In other words, will the database be smaller by using short fields such as “lat”, “lon”, and “alt” instead of “latitude”, “longitude”, and “altitude”, etc.? Or do values get mapped to longer, more meaningful fields without storing the actual field name each time?

Field names are stored in the shard file once per shard per measurement.

That means field names will have minimal impact on space. If there are a bunch of measurements with the same fields, then those field names will be stored multiple times and will consume more space (again, one copy of the field names per measurement). However, the space used would still be negligible compared to the amount of data stored as field values.

1 Like

A thorough and clear answer. Thank you.

1 Like

@jbbarnes I realized I made a big error in my previous answer.

The field key/name is actually recorded for each individual series (instead of each measurement) per each TSM file (instead of each shard). This means that long field names can have an appreciable impact on database space when there is high series cardinality and when a shard is not fully compacted into a single TSM file.

For example, if there was an InfluxDB database with:

  • 1 million series
  • one fully compacted shard
  • each series has field keys named “latitude”, “longitude”, and “altitude”

Then the field names would take up (25 bytes * 1000000 series) = 25MB.

If the field names were “lat”, “lon”, and “alt”, they would require (9 bytes * 1000000 series) = 9MB.

In this case, a long-running InfluxDB instance would see 16MB savings with shorter field names for each shard. Also, any shards actively receiving a high write throughput could contain tens to hundreds of underlying TSM files. Even though those TSM files will eventually be compacted into one single TSM, the field names will be repeated for each series in each one.

In the context of an InfluxDB database with 1 million series, the space used by field names will still be a relatively small piece of the overall disk space used, but it will not be a negligible amount of space.

1 Like

@gunnar :Thank you very much for the revision. It’s important to know. Pardon me if my InfluxDB vocabulary (series, TSM, measurement, point, shard) is imprecise, as I am brand new to this database and used to speaking in SQL terms.

In short, our database will have only one retention policy and one measurement: “flight_data”. The only tag is “plane_id” (there may be thousands of planes tracked). Once per second a new entry (a “point”?) will be saved with the timestamp, plane_id tag, and a few dozen fields, such as longitude and latitude. There are potentially hundreds of fields that might be used, though most of them change only occasionally and won’t be recorded unless they changed in the last second. So fields like “air_temperature” change only occasionally and ones like “gear_up” or “seatbelt_sign_on” would only happen a couple of times per flight.

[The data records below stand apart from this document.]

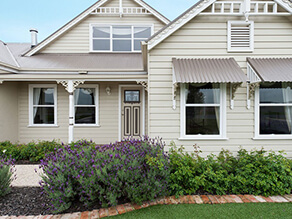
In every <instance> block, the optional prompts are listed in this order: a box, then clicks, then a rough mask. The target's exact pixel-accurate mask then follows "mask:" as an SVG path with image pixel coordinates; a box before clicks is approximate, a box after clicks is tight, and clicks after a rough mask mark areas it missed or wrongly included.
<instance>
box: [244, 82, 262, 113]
mask: <svg viewBox="0 0 292 219" xmlns="http://www.w3.org/2000/svg"><path fill="white" fill-rule="evenodd" d="M259 86H260V82H257V83H252V84H251V83H247V87H246V89H247V106H246V108H247V109H250V99H251V98H252V97H253V96H254V93H255V90H256V88H257V87H259Z"/></svg>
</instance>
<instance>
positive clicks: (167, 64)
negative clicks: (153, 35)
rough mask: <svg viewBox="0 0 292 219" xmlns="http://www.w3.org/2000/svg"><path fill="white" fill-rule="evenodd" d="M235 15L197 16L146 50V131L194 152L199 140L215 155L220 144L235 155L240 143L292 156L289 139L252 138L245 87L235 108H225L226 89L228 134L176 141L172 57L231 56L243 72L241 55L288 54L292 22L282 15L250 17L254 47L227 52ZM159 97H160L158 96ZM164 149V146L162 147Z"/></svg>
mask: <svg viewBox="0 0 292 219" xmlns="http://www.w3.org/2000/svg"><path fill="white" fill-rule="evenodd" d="M228 20H234V17H224V16H216V17H215V16H198V17H197V18H195V19H193V20H192V21H191V22H189V23H188V24H186V25H184V26H183V27H182V28H181V29H180V30H178V31H176V32H175V33H174V34H172V35H171V36H170V37H168V38H167V39H165V40H164V41H163V42H162V43H160V44H159V45H158V46H156V47H155V48H154V49H152V50H151V51H150V56H149V73H150V74H149V87H150V93H149V95H150V96H149V100H150V107H149V127H150V130H149V134H150V136H151V137H154V136H160V137H163V139H164V140H165V141H166V143H167V145H169V143H170V141H172V140H174V141H175V142H176V144H177V145H179V146H180V145H184V147H185V148H186V149H185V150H186V151H189V152H191V151H193V145H194V144H198V145H199V146H200V147H201V150H202V151H203V152H204V156H206V155H208V154H209V153H212V152H213V153H219V151H220V150H221V148H225V149H228V150H230V151H232V152H233V153H236V152H237V151H238V149H239V146H243V147H245V148H247V149H249V150H250V149H253V148H257V149H261V147H262V146H265V148H266V149H268V150H270V149H274V150H285V151H286V152H287V156H288V157H291V158H292V147H291V142H292V140H253V137H254V125H255V124H254V103H253V98H252V100H251V109H249V110H248V109H247V108H246V98H247V95H246V85H245V84H244V85H243V86H242V87H240V88H239V89H238V90H237V92H236V95H235V106H234V109H233V110H231V109H230V108H229V105H230V102H229V88H228V89H227V103H226V108H227V110H226V111H227V119H226V123H227V133H226V134H227V138H228V140H221V141H220V140H219V141H218V140H216V141H214V140H213V141H212V140H195V139H194V140H187V141H180V140H178V139H179V137H180V129H179V127H180V97H179V89H178V91H177V94H178V95H177V97H176V103H177V109H176V110H173V109H172V83H171V82H172V58H173V57H176V58H228V57H234V58H235V60H236V61H237V62H238V64H239V66H240V67H241V68H242V70H243V71H244V72H246V68H247V64H246V57H252V56H256V57H263V58H264V57H271V56H273V57H277V56H280V57H283V56H284V57H286V56H288V57H291V56H292V24H291V21H290V20H289V19H287V17H279V16H271V17H268V16H264V17H253V20H254V21H255V50H254V52H253V53H228V52H227V21H228ZM167 86H169V87H167ZM160 96H161V98H160ZM166 149H167V148H166Z"/></svg>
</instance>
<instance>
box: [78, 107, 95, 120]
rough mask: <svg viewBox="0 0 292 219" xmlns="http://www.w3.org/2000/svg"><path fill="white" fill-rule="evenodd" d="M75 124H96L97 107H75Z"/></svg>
mask: <svg viewBox="0 0 292 219" xmlns="http://www.w3.org/2000/svg"><path fill="white" fill-rule="evenodd" d="M75 124H95V107H75Z"/></svg>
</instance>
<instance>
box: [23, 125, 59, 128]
mask: <svg viewBox="0 0 292 219" xmlns="http://www.w3.org/2000/svg"><path fill="white" fill-rule="evenodd" d="M27 127H28V128H59V127H60V126H58V125H28V126H27Z"/></svg>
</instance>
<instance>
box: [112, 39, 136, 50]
mask: <svg viewBox="0 0 292 219" xmlns="http://www.w3.org/2000/svg"><path fill="white" fill-rule="evenodd" d="M113 51H123V52H125V51H132V41H131V40H113Z"/></svg>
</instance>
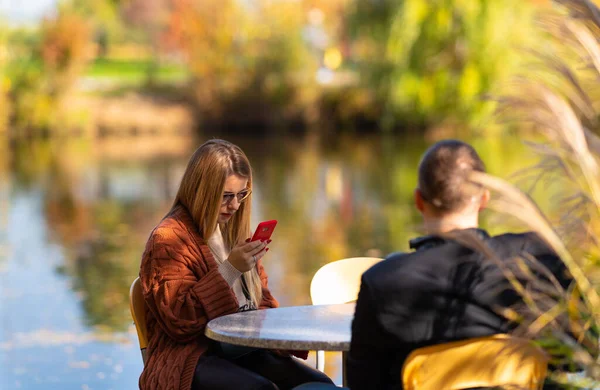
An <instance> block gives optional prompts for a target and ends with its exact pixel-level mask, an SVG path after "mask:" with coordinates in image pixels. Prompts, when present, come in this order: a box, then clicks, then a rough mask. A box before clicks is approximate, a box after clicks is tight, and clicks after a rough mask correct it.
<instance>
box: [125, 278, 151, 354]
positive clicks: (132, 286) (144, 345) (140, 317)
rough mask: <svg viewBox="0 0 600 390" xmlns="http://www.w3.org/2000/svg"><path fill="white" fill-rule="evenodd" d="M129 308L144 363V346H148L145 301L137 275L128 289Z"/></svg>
mask: <svg viewBox="0 0 600 390" xmlns="http://www.w3.org/2000/svg"><path fill="white" fill-rule="evenodd" d="M129 309H130V310H131V317H132V318H133V323H134V324H135V329H136V330H137V333H138V340H139V342H140V351H141V352H142V361H143V362H144V365H146V347H147V346H148V338H147V331H146V302H145V301H144V295H143V294H142V285H141V284H140V278H139V277H138V278H135V280H134V281H133V283H131V288H130V289H129Z"/></svg>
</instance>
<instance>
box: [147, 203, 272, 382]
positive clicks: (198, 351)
mask: <svg viewBox="0 0 600 390" xmlns="http://www.w3.org/2000/svg"><path fill="white" fill-rule="evenodd" d="M256 266H257V269H258V273H259V275H260V279H261V281H262V290H263V298H262V301H261V303H260V306H259V308H260V309H266V308H271V307H277V306H278V303H277V301H276V300H275V298H273V296H272V295H271V292H270V291H269V288H268V286H267V274H266V273H265V271H264V268H263V266H262V264H261V262H260V261H259V262H258V263H257V265H256ZM140 280H141V284H142V291H143V293H144V299H145V301H146V306H147V310H146V325H147V327H148V349H147V353H148V361H147V363H146V366H145V367H144V371H143V372H142V375H141V377H140V382H139V385H140V389H142V390H158V389H161V390H162V389H169V390H171V389H173V390H190V388H191V386H192V379H193V376H194V369H195V368H196V364H197V362H198V358H199V357H200V356H201V355H202V354H203V353H204V352H205V351H206V349H207V347H208V339H207V337H206V336H205V335H204V329H205V327H206V324H207V323H208V321H210V320H212V319H213V318H216V317H219V316H223V315H225V314H230V313H235V312H237V310H238V302H237V299H236V297H235V294H234V292H233V290H232V289H231V288H230V287H229V284H227V282H226V281H225V279H223V277H222V276H221V274H220V273H219V270H218V265H217V262H216V261H215V259H214V258H213V255H212V254H211V252H210V250H209V248H208V246H207V245H206V243H205V241H204V240H203V239H202V237H200V233H199V232H198V229H197V227H196V226H195V224H194V222H193V221H192V217H191V215H190V214H189V212H188V211H187V210H186V209H185V208H184V207H182V206H179V207H176V208H175V209H174V210H173V211H172V212H171V213H170V214H169V215H167V216H166V217H165V218H164V219H163V220H162V221H161V222H160V224H159V225H158V226H157V227H156V228H154V230H153V231H152V233H151V234H150V238H149V239H148V243H147V244H146V249H145V251H144V254H143V256H142V264H141V267H140Z"/></svg>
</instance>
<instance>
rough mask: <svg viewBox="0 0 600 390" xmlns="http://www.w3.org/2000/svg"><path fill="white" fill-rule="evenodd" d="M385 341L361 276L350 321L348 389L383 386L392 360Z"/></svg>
mask: <svg viewBox="0 0 600 390" xmlns="http://www.w3.org/2000/svg"><path fill="white" fill-rule="evenodd" d="M385 345H386V338H385V337H384V333H383V330H382V329H381V327H380V326H379V324H378V320H377V317H376V302H375V300H374V299H373V297H372V295H371V292H370V289H369V286H368V284H367V283H366V282H365V278H364V276H363V279H362V283H361V288H360V292H359V294H358V300H357V301H356V310H355V313H354V320H353V321H352V341H351V343H350V353H349V355H348V361H347V371H346V375H347V379H348V385H349V387H350V388H351V389H352V390H370V389H384V388H385V386H386V385H387V382H388V380H387V376H388V375H389V372H390V369H391V362H392V360H393V357H392V356H391V355H390V350H389V349H388V348H386V347H385ZM398 377H400V373H399V372H398Z"/></svg>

In trying to make sense of the terms here:(https://docs.influxdata.com/influxdb/v1.5/concepts/key_concepts/) I think that would constitute one series per unique plane_id if I’m understanding cardinality.

So in this case, it sounds like the more lengthy field names would be recorded only once per individual plane, and in fact only those fields that happen to apply to that particular aircraft. It sounds like, in this case, the more readable field names would cause a little extra overhead once per each plane, and not per each second that it reports in. Am I understanding that correctly? Thanks.

So in this case, it sounds like the more lengthy field names would be recorded only once per individual plane, and in fact only those fields that happen to apply to that particular aircraft. It sounds like, in this case, the more readable field names would cause a little extra overhead once per each plane, and not per each second that it reports in. Am I understanding that correctly? Thanks.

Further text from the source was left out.